Yes, get_entry_by_path only allow to get content add in the zim using addRedirection or addItem other kind of data must use another (specific) methods. kiwix-serve already has a way to get metadata for a zim file : /meta?content=foo_zim_name&name=author

I understand we can access some namespaces by prefixing the path.

This works only for old zim file for compatibility. On new zim file, the content is always search in the "main" namespace. You cannot access M/W/X namespace with get_entry_by_path

rgaudin commented 3 years ago

Thanks for the detailed response, here are the remaining actions to take:

rgaudin commented 3 years ago

@mgautierfr, I've added support for a few methods on the reader that I believe are useful. I've added those on separate commits so we can exclude them if you think we don't want pylibzim users to access them. I think all of those make sense except maybe for Item.size which is a libzim-way around Item.content.nbytes I've voluntarily skipped getEntryByTitle and similar though.

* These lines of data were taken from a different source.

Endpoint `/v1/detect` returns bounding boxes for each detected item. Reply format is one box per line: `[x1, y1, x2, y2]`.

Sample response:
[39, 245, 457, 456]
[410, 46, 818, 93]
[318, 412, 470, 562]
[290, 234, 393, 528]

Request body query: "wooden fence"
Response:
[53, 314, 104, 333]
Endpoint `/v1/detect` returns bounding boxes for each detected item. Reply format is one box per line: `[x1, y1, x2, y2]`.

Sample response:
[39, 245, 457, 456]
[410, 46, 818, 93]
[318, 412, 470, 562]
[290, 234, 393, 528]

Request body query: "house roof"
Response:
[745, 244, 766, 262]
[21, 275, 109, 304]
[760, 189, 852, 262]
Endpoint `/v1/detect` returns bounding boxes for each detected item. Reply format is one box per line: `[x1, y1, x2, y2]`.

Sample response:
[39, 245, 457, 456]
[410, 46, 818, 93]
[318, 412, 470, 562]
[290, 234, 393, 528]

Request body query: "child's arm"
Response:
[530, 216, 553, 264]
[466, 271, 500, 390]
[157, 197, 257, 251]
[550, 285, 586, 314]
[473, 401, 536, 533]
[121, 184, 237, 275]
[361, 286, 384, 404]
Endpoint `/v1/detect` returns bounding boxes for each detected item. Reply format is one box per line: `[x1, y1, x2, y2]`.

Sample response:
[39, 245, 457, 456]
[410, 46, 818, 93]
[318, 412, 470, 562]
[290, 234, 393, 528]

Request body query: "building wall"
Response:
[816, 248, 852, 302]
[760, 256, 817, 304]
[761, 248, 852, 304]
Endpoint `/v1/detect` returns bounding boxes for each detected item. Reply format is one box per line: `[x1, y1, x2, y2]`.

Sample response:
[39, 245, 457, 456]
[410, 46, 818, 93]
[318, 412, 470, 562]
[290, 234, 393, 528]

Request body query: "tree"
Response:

And please take a look at 3658ab0, there's probably a better way than using a temp string.

mgautierfr commented 3 years ago

ISSUE: Interpreter crash on missing gen_blob() I will investigate.

Can you test with https://github.com/openzim/libzim/tree/thread_exception branch ?

rgaudin commented 3 years ago

Coverage is not at 100% but close:

I am ready to merge this as soon as @mgautierfr agrees

mgautierfr commented 3 years ago

I agree to merge. There is probably more to do but let's do it in other PRs.